A Última Cartada é uma experiência longa, violenta e desinteressante. O único ponto positivo de um filme como este é nos mostrar como cineastas como Martin Scorsese ou mesmo Tarantino sabem o que estão fazendo. Fica até difícil escrever sobre um filme que não sabe se é uma comédia com toques de drama ou se é um drama sério com momentos que deveriam ser engraçados. O caso é que não há um único momento em que ele possa ser levado à sério (a não ser, talvez, nas cenas estreladas por Ray Liotta). É tudo um embuste e quem se sente enganado, no final, é o espectador.

 

Há pelo menos dois filmes disputando o mesmo espaço e os produtores escalaram atores como Ray Liotta, que fez a obra prima de Scorsese, "Os Bons Companheiros", (que tratava de um mafioso que se torna um delator e informante) e Andy Garcia (que em "Onze Homens e um Segredo" fez o chefão de um Cassino em Las Vegas) para tentar dar mais credibilidade ao filme. "A Última Cartada" pega carona na trama do primeiro e se baseia no cenário do segundo para contar a história de Buddy "Aces" Israel (Jeremy Piven), um mágico que é a última sensação em Las Vegas e que está envolvido com o alto escalão da "Cosa Nostra", a Máfia. A cabeça dele é colocada a prêmio e o FBI está tentando trocar sua proteção por informações e envia dois agentes (Ray Liotta e Ryan Reynolds) buscá-lo em um cassino em Lake Tahoe. Buddy está instalado em uma cobertura e passa o tempo com prostitutas e cocaína enquanto seu advogado negocia com o FBI. Mas a Máfia ofereceu um prêmio de um milhão de dólares para quem matá-lo e um grande número de candidatos se oferece.

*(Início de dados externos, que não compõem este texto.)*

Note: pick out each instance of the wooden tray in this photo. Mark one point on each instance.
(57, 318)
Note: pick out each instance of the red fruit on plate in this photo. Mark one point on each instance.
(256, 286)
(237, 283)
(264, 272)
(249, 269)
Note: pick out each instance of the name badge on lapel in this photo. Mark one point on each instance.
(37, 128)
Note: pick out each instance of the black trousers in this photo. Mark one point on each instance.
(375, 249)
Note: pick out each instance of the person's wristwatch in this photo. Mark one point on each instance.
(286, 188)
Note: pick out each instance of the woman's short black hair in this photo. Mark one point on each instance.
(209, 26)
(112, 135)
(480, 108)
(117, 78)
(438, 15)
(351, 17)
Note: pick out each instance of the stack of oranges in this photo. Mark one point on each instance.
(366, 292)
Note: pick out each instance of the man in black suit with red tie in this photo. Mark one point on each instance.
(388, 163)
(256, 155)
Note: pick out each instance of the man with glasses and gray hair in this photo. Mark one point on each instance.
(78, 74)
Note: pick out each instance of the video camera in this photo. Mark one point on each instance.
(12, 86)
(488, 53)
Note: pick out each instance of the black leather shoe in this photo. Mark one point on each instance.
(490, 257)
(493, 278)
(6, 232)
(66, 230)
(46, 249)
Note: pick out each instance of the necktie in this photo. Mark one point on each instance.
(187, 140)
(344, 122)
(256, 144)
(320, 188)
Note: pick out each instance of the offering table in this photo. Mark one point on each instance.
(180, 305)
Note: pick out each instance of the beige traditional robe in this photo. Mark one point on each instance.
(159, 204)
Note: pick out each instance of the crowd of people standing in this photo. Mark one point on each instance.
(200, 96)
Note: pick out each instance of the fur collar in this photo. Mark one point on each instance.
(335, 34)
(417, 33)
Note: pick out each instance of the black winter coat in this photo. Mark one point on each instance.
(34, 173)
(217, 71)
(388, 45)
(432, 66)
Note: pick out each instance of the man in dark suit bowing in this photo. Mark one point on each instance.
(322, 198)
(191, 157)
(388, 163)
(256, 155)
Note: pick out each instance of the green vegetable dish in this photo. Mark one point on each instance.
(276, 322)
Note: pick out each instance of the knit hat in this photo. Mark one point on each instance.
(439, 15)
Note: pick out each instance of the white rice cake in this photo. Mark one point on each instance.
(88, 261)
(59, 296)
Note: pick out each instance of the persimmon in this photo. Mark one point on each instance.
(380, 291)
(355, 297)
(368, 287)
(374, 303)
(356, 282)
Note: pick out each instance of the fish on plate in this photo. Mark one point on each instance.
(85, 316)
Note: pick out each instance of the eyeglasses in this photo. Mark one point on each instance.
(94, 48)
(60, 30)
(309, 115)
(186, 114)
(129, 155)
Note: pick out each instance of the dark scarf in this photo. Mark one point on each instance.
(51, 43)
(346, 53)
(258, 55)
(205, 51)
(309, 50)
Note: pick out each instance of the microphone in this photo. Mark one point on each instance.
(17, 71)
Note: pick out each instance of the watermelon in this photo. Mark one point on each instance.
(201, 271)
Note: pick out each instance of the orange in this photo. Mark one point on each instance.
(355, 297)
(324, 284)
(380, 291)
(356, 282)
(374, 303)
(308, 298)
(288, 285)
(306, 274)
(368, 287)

Há um grupo de ex-policiais encabeçados por Ben Affleck, há uma dupla de matadoras de aluguel, há um assassino especializado em disfarces e até um trio de neonazistas que estariam bem em uma comédia como "Os Irmãos Cara de Pau", mas que estão perdidos no circo que se torna este filme.

 

Ao mesmo tempo há uma subtrama envolvendo um antigo agente do FBI que teria passado por várias cirurgias plásticas para se infiltrar na Máfia, mas que foi descoberto e morto pelo chefão atual, Sparazza. Extremamente violento e com zero de sensibilidade, o filme se resume a uma série de cenas de ação cada vez mais violentas e sem sentido até um final que, estranhamente, tentar dar um ar "sério" e "dramático" a tudo o que veio antes. Fica difícil acreditar na revolta de um dos agentes do FBI lamentando a morte do parceiro em um filme repleto de mortes inconseqüentes e desnecessárias.

 

Escrito e dirigido por Joe Carnahan, A Última Cartada tenta ser uma paródia do estilo de Tarantino, mas consegue ser apenas ruim e desnecessário.